Before relevant case law surfaced declaring bans on same-sex marriage to be unconstitutional, same-sex divorce was not a topic that was widely addressed — there was not legal marriage to dissolve.  That is not to say that same-sex couples did not split up, but before the Supreme Court’s ruling in Obergefell v. Hodges, many same-sex couples entered into civil unions or other types of contracts which, in contrast to marriages, do not dissolve by divorce.

Today, many family law attorneys find themselves traversing new territory when it comes to same-sex divorce. You may be asking yourself, “Aren’t same-sex divorces the same as any divorce?” In some cases, the answer to your question would be yes. However, many same-sex couples may face unique challenges when it comes to dissolving their marriage.

One issue couples may face is determining how to fairly divide the assets and debts which were accumulated during the marriage, known as the equitable distribution of marital property. There is a presumption under North Carolina’s equitable distribution laws which provides that marital assets and debts will be divided equally. In Court, sometimes marital assets and debts are not divided exactly 50/50 because there are multiple factors which might allow for one person to receive more or less than half of the marital estate depending on each couple’s unique circumstances.

There is a looming issue relevant to equitable distribution that is unique to same-sex divorce. Specifically, North Carolina did not legally recognize same-sex marriage until 2014. Other states allowed, and legally recognized, same-sex marriages before 2014. When a same-sex couple married before 2014 in another state which allowed and recognized same-sex marriage at that time is now separating in North Carolina, a state that did not begin legally recognizing same-sex marriages until 2014, some may ask: What would be the date of marriage for purposes of identifying which assets and debts make up the marital estate for purposes of equitable distribution?¹

Let’s break down the basics. In North Carolina, “marital property” is defined as all real and personal property acquired by either spouse during the marriage until the date of separation. It is important to understand that, in North Carolina, the timeline for identifying the marital assets and debts to be divided starts from the date of marriage until the date of separation. The date of separation occurs when a couple moves into separate residences with one party having the intent to continue living separate and apart from one another permanently.

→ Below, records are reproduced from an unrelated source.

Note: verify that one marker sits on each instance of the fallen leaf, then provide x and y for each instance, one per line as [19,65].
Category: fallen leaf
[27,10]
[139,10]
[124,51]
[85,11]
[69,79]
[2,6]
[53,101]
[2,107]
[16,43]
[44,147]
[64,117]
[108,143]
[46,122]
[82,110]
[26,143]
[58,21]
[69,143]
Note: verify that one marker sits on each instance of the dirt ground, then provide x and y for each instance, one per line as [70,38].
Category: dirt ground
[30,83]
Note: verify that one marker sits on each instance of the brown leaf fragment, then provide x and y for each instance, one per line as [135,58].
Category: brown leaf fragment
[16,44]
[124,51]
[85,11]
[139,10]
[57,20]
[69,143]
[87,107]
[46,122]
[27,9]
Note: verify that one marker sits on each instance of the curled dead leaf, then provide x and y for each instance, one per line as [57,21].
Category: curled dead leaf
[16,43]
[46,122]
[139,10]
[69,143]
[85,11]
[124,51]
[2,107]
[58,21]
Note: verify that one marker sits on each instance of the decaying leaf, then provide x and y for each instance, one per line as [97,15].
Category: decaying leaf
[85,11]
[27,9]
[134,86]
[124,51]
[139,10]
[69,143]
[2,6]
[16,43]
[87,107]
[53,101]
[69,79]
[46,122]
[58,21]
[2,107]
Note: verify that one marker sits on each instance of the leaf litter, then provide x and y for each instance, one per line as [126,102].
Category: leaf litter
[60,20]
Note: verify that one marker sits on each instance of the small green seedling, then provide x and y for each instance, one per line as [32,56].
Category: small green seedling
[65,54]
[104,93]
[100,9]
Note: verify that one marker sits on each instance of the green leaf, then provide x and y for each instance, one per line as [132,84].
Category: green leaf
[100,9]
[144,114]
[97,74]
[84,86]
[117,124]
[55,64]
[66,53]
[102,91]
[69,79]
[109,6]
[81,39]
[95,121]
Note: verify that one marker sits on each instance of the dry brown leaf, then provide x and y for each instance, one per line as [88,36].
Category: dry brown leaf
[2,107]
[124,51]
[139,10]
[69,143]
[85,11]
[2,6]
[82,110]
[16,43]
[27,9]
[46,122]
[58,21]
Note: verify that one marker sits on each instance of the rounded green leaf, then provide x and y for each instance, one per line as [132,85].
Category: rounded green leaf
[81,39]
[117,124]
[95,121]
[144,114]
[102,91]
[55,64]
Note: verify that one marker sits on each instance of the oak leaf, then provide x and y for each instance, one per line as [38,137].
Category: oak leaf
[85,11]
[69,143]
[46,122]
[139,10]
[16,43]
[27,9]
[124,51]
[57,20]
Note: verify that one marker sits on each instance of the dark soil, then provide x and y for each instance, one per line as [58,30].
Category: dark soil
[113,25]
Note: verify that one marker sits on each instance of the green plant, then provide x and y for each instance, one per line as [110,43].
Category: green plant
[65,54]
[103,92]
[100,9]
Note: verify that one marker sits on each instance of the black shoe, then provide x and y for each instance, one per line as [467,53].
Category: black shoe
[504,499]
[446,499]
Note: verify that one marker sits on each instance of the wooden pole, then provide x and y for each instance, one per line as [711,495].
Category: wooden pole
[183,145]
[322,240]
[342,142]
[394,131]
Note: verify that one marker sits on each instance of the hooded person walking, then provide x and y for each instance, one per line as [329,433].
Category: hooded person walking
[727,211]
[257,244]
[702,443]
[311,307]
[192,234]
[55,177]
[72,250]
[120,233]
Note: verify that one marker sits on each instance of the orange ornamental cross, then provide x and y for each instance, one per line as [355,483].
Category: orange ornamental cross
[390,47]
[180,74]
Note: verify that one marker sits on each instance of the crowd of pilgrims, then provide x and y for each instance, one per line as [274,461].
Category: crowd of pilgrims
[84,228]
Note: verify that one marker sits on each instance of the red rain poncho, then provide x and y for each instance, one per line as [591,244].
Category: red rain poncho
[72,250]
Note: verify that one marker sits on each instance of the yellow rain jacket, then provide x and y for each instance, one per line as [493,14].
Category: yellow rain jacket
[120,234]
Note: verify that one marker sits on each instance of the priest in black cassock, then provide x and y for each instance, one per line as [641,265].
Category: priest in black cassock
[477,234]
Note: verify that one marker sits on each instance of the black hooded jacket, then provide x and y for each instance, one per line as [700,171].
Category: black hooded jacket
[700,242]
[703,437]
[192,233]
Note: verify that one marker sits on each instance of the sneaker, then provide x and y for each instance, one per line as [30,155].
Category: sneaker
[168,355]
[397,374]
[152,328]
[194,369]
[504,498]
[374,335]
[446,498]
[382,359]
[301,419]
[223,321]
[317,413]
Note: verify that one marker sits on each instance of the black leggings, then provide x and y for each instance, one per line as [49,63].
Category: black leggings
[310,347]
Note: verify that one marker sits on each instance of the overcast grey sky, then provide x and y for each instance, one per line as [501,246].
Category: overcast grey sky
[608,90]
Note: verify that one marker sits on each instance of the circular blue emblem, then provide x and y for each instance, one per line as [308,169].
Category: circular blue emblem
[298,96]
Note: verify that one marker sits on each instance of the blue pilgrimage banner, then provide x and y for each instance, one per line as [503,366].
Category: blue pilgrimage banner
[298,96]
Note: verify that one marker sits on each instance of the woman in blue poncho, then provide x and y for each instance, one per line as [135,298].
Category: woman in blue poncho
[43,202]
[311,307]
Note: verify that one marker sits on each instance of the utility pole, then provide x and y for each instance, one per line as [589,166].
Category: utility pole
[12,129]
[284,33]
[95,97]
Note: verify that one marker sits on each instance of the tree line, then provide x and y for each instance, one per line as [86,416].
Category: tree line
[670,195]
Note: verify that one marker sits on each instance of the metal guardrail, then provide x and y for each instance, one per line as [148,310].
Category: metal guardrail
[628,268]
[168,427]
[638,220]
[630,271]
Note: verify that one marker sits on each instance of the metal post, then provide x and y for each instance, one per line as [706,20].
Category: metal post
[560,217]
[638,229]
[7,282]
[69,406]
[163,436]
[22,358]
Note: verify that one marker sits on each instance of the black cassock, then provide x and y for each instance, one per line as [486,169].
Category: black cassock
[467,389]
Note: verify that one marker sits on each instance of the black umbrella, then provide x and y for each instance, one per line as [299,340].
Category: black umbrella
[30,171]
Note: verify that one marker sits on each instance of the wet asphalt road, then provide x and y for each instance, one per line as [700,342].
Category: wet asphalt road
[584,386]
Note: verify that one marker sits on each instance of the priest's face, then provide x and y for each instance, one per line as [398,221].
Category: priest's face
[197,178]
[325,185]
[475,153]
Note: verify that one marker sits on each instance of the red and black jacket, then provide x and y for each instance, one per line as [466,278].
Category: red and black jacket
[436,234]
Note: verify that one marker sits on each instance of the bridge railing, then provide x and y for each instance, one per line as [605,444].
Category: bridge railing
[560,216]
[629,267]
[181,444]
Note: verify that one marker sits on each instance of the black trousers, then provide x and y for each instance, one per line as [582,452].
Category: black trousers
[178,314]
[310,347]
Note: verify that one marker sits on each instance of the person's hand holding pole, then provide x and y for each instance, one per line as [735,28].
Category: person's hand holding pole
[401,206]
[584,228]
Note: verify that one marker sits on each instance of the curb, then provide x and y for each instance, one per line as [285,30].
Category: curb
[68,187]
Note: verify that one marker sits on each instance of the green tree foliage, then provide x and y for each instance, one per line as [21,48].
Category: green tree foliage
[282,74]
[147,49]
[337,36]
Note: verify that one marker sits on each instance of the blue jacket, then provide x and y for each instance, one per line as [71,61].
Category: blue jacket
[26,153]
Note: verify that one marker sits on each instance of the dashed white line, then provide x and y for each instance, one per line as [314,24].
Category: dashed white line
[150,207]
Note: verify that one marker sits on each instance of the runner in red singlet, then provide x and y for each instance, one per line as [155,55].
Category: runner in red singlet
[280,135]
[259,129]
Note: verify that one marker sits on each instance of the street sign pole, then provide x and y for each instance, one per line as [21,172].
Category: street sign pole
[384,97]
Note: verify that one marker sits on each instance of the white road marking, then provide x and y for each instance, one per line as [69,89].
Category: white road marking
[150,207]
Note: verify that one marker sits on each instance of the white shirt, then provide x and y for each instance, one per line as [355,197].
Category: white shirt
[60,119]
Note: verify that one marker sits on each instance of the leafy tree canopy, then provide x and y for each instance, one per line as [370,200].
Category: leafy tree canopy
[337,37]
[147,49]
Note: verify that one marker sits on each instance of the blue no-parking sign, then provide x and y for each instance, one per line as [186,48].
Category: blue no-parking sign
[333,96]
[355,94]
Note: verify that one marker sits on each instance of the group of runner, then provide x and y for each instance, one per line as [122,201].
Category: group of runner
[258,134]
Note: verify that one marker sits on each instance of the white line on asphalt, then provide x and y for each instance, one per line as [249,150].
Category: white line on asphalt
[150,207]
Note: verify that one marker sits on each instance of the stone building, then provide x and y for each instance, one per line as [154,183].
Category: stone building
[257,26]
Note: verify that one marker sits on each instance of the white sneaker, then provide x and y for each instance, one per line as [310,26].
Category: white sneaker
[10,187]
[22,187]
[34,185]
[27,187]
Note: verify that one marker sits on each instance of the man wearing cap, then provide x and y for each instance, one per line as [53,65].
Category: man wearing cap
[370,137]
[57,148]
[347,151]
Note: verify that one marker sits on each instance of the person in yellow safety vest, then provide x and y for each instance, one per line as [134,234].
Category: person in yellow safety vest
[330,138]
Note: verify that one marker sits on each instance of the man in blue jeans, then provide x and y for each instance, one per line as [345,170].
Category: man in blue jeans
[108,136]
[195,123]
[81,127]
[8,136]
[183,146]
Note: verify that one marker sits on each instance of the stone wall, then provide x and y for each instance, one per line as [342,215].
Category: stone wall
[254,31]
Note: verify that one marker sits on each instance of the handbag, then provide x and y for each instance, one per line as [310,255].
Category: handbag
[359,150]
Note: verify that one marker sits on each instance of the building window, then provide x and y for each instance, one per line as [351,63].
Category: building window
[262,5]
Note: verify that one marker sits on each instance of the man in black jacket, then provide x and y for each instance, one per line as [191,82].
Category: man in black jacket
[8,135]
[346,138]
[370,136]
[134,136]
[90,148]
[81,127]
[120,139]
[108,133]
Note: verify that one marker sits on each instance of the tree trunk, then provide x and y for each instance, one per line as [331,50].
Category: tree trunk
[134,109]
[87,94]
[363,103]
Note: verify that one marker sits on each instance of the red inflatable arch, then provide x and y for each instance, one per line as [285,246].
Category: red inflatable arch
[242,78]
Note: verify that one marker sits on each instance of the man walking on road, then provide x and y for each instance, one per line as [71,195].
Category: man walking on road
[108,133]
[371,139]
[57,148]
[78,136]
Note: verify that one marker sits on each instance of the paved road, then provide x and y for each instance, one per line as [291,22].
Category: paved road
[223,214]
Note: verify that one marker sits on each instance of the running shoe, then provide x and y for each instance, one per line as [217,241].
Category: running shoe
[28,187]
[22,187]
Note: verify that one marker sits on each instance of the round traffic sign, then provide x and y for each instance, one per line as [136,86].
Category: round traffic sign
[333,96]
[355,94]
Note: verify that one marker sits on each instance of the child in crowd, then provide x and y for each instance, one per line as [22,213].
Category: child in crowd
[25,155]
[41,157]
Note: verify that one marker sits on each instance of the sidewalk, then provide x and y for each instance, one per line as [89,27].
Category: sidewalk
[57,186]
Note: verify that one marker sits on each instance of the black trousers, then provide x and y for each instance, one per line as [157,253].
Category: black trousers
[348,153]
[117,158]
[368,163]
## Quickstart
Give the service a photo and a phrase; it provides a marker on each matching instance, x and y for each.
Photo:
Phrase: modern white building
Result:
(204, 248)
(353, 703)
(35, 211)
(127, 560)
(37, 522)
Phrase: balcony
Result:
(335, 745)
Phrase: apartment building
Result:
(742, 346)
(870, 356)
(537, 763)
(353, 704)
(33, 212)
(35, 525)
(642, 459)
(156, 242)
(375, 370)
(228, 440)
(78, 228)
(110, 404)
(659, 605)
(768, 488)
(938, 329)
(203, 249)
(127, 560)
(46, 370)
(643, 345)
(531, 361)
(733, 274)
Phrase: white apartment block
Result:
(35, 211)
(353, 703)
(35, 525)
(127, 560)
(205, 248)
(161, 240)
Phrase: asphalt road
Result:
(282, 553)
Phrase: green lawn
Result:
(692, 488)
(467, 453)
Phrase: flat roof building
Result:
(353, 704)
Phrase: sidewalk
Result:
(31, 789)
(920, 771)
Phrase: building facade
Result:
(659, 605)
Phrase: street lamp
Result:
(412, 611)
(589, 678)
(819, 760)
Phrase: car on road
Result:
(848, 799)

Once the assets and debts that comprise the marital estate are identified, the next step is to consult with an attorney, and possibly a valuation professional, to work toward assigning a value to each of the marital assets and debts. The values typically used are from the date of separation, not the date of marriage. After the values have been determined, you can work with your attorney and the opposing party, or his or her attorney, to determine the best way to divide the marital estate.

When a same-sex couple in North Carolina wants to get divorced, the timeline for identifying and valuating the marital estate comes into question. Consider the following scenario:

A same-sex couple is married in State A (a state that has allowed and legally recognized same-sex marriages since 2004) in 2007.

Spouse A purchased a boat with cash in full in 2009.

This same-sex couple has now separated in 2019 in North Carolina, and Spouse B has made a claim for equitable distribution.

If the same-sex couple’s date of marriage is recognized as the 2007 date, before Spouse A purchased the boat, then that boat would be considered marital property because it was acquired during the marriage and Spouse B would likely be entitled to (presumptively) 50 percent of its value.²

However, if the same sex couple’s date of marriage is recognized as the 2014 date when same-sex marriage was legally recognized in North Carolina, after Spouse A purchased the boat, then that boat may be considered separate property because it was acquired before the marriage, and Spouse B would not likely be entitled to any share of its value.

As you can see, this aspect of family law is evolving. Legal precedent will soon be forming. It is essential to hire a knowledgeable attorney with experience in advocating for same-sex clients and who has a thorough understanding of family law.

Family law attorney Zachary Porfiris practices with Sodoma Law, based in Charlotte, N.C. He has a background in legislative research from his time spent as a law clerk for the South Carolina Legislative Council.

¹Comparable to the United States Supreme Court Case, McKesson Corp. v. Division of Alcoholic Beverages and Tobacco, Dept. of Business Regulation of Florida, et al., in order for a North Carolina Court to provide same-sex couples “meaningful backward-looking relief,” the State of North Carolina could recognize same-sex marriages as lawful preceding to the date that the marriage was actually celebrated.

²According to the North Carolina Court of Appeals case, Armstrong v. Armstrong, laws affecting equitable distribution that change after the parties were initially married should be applied as they currently exist when the parties seek divorce and equitable distribution. Thus, North Carolina would arguably apply the earlier date of marriage for identifying marital property for purposes of equitable distribution since North Carolina currently recognizes out-of-state marriages as legally valid. In so following, Spouse B would arguably be entitled to 50 percent of the boat’s value.